Парадокс, но, как правило, первыми обнаруживают последствия прожитой ночи и сообщают об этом в милицию те, кто ходит медленнее всех, видит хуже всех и слышит также не блестяще.

Происходит это по-разному.

Одна старушка, поднявшись в пять утра и испив чаю, садится у окна, чтобы ждать, когда встанет солнце. Темень за окнами постепенно сменяется фиолетовыми красками, и наконец приходит момент, когда снег становится голубым, а небо – синим. И в этот момент перед старушкой открывается картина, не сообщить о которой в милицию раньше соседок означает совершить огромную ошибку.

Самый распространенный способ обнаружения трупов – выгул домашнего животного. Животное, разбалованное хозяйкой, ее не слушается, убегает, старушка идет следом и находит. Обычно возле трупа.

Бабушка с улицы Столетова своего мертвеца нашла по-своему. В начале третьего ночи она смотрела в окно на кухне и вдруг услышала едва уловимый шум. На лестничной клетке.

– А зачем вы в три часа ночи в окно смотрели? – полюбопытствовал Кряжин.

– Ты, парень, доживи до восьмидесяти шести… А потом спрашивай.

Кряжину этого объяснения вполне хватило.

Не поняв причины возникновения шума в час, когда нормальные люди спят, старушка дошла до своей входной двери и посмотрела в «глазок». Ничего там не увидев, ибо дверной «глазок» не самый лучший из оптических приборов для людей ее возраста, она приоткрыла дверь, и в образовавшуюся щель тотчас выскочила кошка.

Таким образом, появилось дело на ближайшие полчаса. Накинув платок, сунув в карман кусок колбасы для кошки, старушка вышла из квартиры, прикрыла дверь и пошла по следу. На пути ее встала полоска света, бьющая из дверной щели квартиры напротив. Поскольку щель была достаточной для того, чтобы через нее в квартиру соседей Безобразовых могла проникнуть искомая кошка, свидетельница вошла и стала звать кошку по имени.

Кошка не откликалась и не появлялась, и старушка прошла внутрь.

То, что предстало ее взору, сначала в ее понимании не уложилось. В квартире Безобразовых на полу лежал Безобразов и кормил ее кошку. Приблизившись, свидетельница сделала еще несколько выводов: на полу не Безобразов; тот, что лежит, кошку не кормит; кошка кормится сама.

Свидетельница так проговорила слова «кушает кровь», что Сидельников полез за сигаретой, а Кряжин оторвался от своей.

Вот, собственно, и вся предыстория.
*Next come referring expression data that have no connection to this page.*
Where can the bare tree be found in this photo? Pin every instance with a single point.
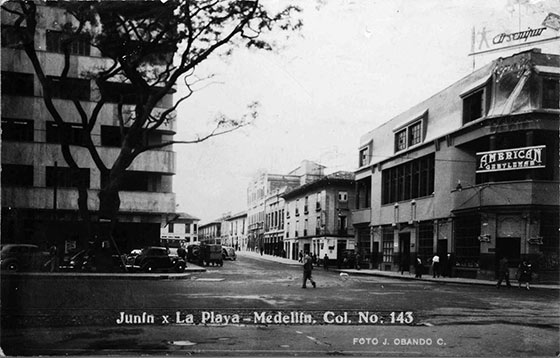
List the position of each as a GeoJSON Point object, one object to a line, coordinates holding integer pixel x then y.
{"type": "Point", "coordinates": [151, 46]}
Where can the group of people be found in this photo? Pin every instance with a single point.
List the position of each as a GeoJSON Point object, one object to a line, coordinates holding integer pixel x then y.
{"type": "Point", "coordinates": [438, 268]}
{"type": "Point", "coordinates": [524, 273]}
Потом была «03», которая и вызвала «02» по собственному усмотрению.

– Вы говорите, что на лестничную площадку из приоткрытой двери бил свет? – уточнил Кряжин.

– Да, я вот все думаю… – прошамкала старушка.

– О чем? – мгновенно среагировал Кряжин. Эту категорию свидетелей он знал очень хорошо и понимал, что самое главное могло прозвучать именно сейчас, всуе.

– За что его Верка?

Дернув щекой – дело начинало принимать новый оборот, советник устремил взгляд к свидетельнице. В подобных ситуациях он никогда не спрашивал – какая, скажем, Верка? Вскользь брошенная собеседником информация, даже самая неординарная, не должна вызывать смятения в стане следствия. Наоборот, лучший способ заставить собеседника говорить дальше – это уверить его в полной информированности следователя.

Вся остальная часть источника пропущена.